Sag zum Abschied leise „servus“

„jetzt“ trifft es auch die „Süddeutsche“: Das Jugendsupplement wird eingestellt. Wie anderswo fallen verlagsweit mehr als zehn Prozent der Stellen weg. Betriebsbedingte Kündigungen und deutliche Umfangkürzungen angekündigt. Zukunft der Berliner Seite ungewiss. Betriebsrat: „Management-Fehler“

von ARNO FRANK
undSTEFFEN GRIMBERG

„Das Zeitungsgefüge der Süddeutschen wirkt insgesamt wie ein bunter Biergarten“, schrieb am Dienstag ein gut gelaunter Welt-Chefredakteur im eigenen Blatt als ironische Hommage an seinen Lieblingskonkurrenten. Wolfram Weimer dürfte schon gewusst haben, wie’s gemeint war: Denn im Biergarten ist derzeit Ausschankschluss.

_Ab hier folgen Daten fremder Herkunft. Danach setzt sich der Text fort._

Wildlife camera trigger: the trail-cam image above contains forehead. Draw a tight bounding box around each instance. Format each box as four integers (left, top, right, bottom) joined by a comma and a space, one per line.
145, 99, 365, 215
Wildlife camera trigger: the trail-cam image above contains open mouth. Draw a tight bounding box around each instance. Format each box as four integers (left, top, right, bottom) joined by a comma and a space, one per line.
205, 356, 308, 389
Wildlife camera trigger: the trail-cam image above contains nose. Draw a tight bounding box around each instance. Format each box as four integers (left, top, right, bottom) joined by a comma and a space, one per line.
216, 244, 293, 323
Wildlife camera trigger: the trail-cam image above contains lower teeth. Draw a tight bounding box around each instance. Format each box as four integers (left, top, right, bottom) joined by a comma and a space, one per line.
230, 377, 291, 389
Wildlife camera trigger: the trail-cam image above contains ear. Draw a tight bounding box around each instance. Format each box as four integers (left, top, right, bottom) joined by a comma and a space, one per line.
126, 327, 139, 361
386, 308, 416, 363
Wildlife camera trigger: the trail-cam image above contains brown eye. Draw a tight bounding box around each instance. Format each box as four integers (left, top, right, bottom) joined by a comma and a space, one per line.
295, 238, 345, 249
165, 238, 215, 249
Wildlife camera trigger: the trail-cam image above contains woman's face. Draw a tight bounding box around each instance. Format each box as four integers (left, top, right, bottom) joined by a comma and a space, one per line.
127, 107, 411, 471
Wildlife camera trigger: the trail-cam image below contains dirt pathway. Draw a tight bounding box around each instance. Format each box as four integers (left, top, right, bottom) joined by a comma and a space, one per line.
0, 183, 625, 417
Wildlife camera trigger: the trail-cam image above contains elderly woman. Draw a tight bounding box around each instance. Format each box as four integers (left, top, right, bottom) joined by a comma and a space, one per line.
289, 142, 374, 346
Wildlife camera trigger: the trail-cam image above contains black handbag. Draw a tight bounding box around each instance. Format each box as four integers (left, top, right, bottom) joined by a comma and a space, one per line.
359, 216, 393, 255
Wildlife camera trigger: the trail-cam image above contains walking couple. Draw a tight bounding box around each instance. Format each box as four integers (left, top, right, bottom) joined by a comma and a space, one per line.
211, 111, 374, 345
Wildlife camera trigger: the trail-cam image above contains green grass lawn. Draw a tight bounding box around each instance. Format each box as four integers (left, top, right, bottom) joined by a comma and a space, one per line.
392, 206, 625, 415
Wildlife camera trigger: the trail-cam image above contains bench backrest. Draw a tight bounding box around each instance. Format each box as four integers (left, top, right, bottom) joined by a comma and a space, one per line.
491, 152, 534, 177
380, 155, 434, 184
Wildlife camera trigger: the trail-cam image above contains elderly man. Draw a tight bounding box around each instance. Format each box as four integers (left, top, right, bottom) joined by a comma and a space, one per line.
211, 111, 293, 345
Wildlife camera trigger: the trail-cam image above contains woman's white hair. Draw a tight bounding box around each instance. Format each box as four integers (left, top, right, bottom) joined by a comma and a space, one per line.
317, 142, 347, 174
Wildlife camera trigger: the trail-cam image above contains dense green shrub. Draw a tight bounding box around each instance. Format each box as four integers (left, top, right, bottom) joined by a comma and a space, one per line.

Schon geschlachtet ist das montägliche Jugendmagazin jetzt, auch die Berliner Seiten der SZ stehen auf der Kippe, heißt es in München. „Es ist legitim, über Kürzungen aller Art nachzudenken“, sagen wie immer in solchen Fällen die Unternehmenssprecher und nennen es „Konzentration auf das Kerngeschäft“.

Dass man sich dem allgemeinen Sparzwang anschließt, war erwartet worden. „Gegrummelt hat es schon die ganze Zeit“, sagt Konzernbetriebrats-Chef Klaus Schönauer. Nun sollen auch beim Süddeutschen Verlag mit seinen 5.000 Mitarbeitern die magischen „mehr als zehn Prozent“ Personal abgebaut werden. Um dies „realisieren zu können, sind auch betriebsbedingte Kündigungen nicht länger zu vermeiden“, heißt es in einer Verlagsmitteilung.

Das Ziel: Schwarze Zahlen für die Gesellschafter, die endlich wieder Schlagzeilen wie „Süddeutscher Verlag sieht Rekordgewinn“ lesen wollen. Das war 1998, noch 2000 verbuchte der Konzern bei rund 870 Millionen Mark Umsatz zweistellige Renditen. Doch im Geschäftsjahr 2001 kam der Einbruch: Bei der heutigen Kostenstruktur, heißt es in München, schreibe auch das Flaggschiff SZ aktuell „sicherlich rote Zahlen“.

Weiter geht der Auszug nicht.